Ninja Turtles strengthen my (perfectly healthy) nerdiness

On the list of universal truths about myself, the fact that I’m a nerd is near the top.  However, from time to time I try to bolster my self-esteem and tell myself that I’m not nearly as big a nerd as I think I am.  Then I rewatch Teenage Mutant Ninja Turtles and all that gets shot to hell.

Spurred on by the reports that Michael Bay is planning to destroy reboot the Ninja Turtles (apparently he won’t stop until all of our childhoods lie in a flaming wreckage) I took it upon myself to rewatch the first Turtles movie this weekend (not that I need that much of an excuse).  And oh, how undeniable my nerdiness became!

At least give me a little credit, I was born in the 80′s, I basically grew up with the Ninja Turtles, so if there is a movie that I feel I’m entitled to completely geek out over, it’s this one.  But man do I geek out hard.  It boils down to this, I can quote roughly 96% of the movie… which I did… aloud… by myself… ladies.

I’d feel less ridiculous about the whole scenario if I was just quoting the funny lines, such as:

 

“Wise Man say, ‘Forgiveness is divine, but never pay full price for late pizza.’”

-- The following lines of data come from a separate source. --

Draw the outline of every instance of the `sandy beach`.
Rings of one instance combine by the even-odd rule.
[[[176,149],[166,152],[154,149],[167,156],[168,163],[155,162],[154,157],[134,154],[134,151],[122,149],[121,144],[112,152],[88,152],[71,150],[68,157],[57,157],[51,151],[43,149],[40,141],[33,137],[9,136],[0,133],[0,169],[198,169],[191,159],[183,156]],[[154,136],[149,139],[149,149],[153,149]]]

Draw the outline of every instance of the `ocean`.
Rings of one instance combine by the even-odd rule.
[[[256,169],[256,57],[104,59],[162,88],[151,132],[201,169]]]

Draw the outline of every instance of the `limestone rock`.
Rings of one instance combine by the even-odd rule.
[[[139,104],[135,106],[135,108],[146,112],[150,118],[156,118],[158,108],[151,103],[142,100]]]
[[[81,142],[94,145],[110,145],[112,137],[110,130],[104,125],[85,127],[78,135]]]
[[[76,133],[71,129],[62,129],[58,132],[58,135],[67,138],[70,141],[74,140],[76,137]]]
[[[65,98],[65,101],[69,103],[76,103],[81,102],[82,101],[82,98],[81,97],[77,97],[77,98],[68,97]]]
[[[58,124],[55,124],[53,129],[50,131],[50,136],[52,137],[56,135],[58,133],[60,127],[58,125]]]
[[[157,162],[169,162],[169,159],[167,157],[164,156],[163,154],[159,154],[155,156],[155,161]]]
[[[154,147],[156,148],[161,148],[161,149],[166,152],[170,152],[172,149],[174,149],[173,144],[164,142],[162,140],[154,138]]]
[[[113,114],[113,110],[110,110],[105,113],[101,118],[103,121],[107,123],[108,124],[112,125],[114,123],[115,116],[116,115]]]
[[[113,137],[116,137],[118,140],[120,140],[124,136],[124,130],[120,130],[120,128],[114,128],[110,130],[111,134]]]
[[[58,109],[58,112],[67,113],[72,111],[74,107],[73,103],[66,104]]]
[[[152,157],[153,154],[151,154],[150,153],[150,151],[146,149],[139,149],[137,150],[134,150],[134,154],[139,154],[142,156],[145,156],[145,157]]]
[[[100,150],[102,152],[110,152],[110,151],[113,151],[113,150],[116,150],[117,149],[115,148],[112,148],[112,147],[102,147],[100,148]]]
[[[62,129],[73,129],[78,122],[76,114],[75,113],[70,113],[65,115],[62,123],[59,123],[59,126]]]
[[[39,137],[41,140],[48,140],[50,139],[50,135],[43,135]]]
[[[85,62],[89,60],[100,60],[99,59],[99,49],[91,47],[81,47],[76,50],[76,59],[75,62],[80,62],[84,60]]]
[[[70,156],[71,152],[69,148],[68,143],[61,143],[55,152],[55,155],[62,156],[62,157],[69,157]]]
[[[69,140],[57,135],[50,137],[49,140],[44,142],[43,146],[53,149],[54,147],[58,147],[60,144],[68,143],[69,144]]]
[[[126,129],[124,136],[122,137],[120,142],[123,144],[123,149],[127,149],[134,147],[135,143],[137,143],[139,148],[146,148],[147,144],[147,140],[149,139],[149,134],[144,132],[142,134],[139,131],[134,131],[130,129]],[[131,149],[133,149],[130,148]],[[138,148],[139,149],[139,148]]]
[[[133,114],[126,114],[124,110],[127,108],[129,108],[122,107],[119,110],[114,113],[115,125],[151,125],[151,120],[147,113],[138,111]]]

“Good thing these guys aren’t lumberjacks!”  “No joke! The only thing safe in the woods… would be the trees!”

“Hey Donnie! Looks like these guys are suffering from shell-shock!”  “Too derivative.”  “Boy, these guys can really shell it out!”  “Too cliche.”  “Well, it was a shell of a good hit!”  “I like it! Step up!”

“Awesome!”  “Radical!”  “Bossa-nova!”  “Bossa-nova?”  “Chevy Nova?”  “Mmm.”  “Excellent!”

“Looks like you guys are studying the abridged book of ninja fighting.”

“Ninja kick the damn rabbit!”

“Cricket?! Nobody understands Cricket! You gotta know what a crumpet is before you can understand Cricket!”

“Well, this is like meditating!”

“Gosh… it’s kinda like… Moonlighting… isn’t it?”

“A Jose Canseco bat?! Tell me you didn’t pay money for this?”

“Why don’t I ever dream of Harrison Ford?”

“You’re a claustrophobic!”  “You wanna fist in the mouth? I never even looked at another guy.”

“You fight well in the old style, but now you face… The Shredder!”  “The Shredder?”  “Maybe all that hardware’s for making coleslaw.”

 

But no!  I quote the completely arbitrary dialogue as well.  The exchange between April and Charles about Danny’s behavior is not exactly memorable, and yet, there I was, going right along with it, wondering aloud just where in the hell Danny got those headphones.

And there’s also the dramatic parts.  Slightly more fun to quote (and made more fun by the fact that, yes, I do the voices as well):

 

“Where’s Splinter?”  “Ah, the rat! So it has a name… it had a name!”  “You lie!”  “Do I?!”  “AAAAAARGH!!!”  (Leo attacks, Shredder throws him to the ground) “He dies! Weapons!” (Turtles throw weapons) “Ha ha ha! Fools! The three of you may have overpowered me with the loss of but one… now your fate… will be his!”  “NOOOOOOOO!!!”

 

I could continue… I won’t, but I could.  I am left with the conclusion that I should never, ever watch Ninja Turtles with anybody.  At least not with anyone who hasn’t also seen it 50 times. 

So what did we prove here today?  Anything?  I’m a geek, although that didn’t need further proof.  I will use any excuse to throw a bunch of random Ninja Turtles quotes into the ether.  That didn’t need proof, either.  Really there’s only one thing that seems to have been confirmed, Michael Bay hates you.  We’ve had our suspicions, but at least now we know for sure.